The project reads the relation between technology and the arts bidirectionally. The question of how technology transforms art and the question of how art transforms technology condition and necessitate each other. Posing these questions at the same time initiates an oscillation between the poles of stabilization and experimentation that gives rise to the project’s central research question:
How can the oscillation between technological closure and aesthetic opening reveal unexplored spaces for experimental computer music practice? #
Rather than constructing a static dichotomy between the poles of technology and aesthetics, Speculative Sound Synthesis identifies the mutual interaction of aesthetics and technology as its central epistemic object. In doing so, the approach revolves around the development of speculative models, which are hybrid aesthetic and technological artefacts that enable experimentation while remaining in themselves experimental, unstable and speculative. The speculative sound models (SSM) are a central methodological concept of this project. They are based on artistic investigations of unexplored potentials in computer music technology and its underlying concepts.

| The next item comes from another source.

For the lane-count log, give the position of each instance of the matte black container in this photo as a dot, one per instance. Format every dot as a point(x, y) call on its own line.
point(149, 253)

The SSMs seek to reconfigure the connection of mathematical, engineering, artistc, and cultural dimensions at the basis of today’s technological standards.
Taking the own artistic and technological pratice as a starting point, the research team will distinguish sets of notions that identify common technological presuppositions and produce significant aesthetic effects and limitations for artistic practice, such as determinism, instrumentality, control, representation, etc. These notions, among others, will form the center of case studies, which will be created by different collaborative constellations of the members of the project team and by commissioned guest artists. Over the course of the three year project, six commissions will be given to artists responding to an international open call that will be published once a year.
The case studies will consist of artistic artifacts ranging from collaborative performances to generative sound works and online installations. Each case study sets out to challenge certain notions, deconstructing and reconstructing them aesthetically and technologically. The resulting pieces, fragments, installations and artefacts will follow a speculative trajectory and take a chosen algorithm as their generative seed.
A central point of attention is the investigation on documenting, publishing and sharing the project’s processes and results. Along with a page on The Research Catalogue, each year there will be at least one workshop and one public showing.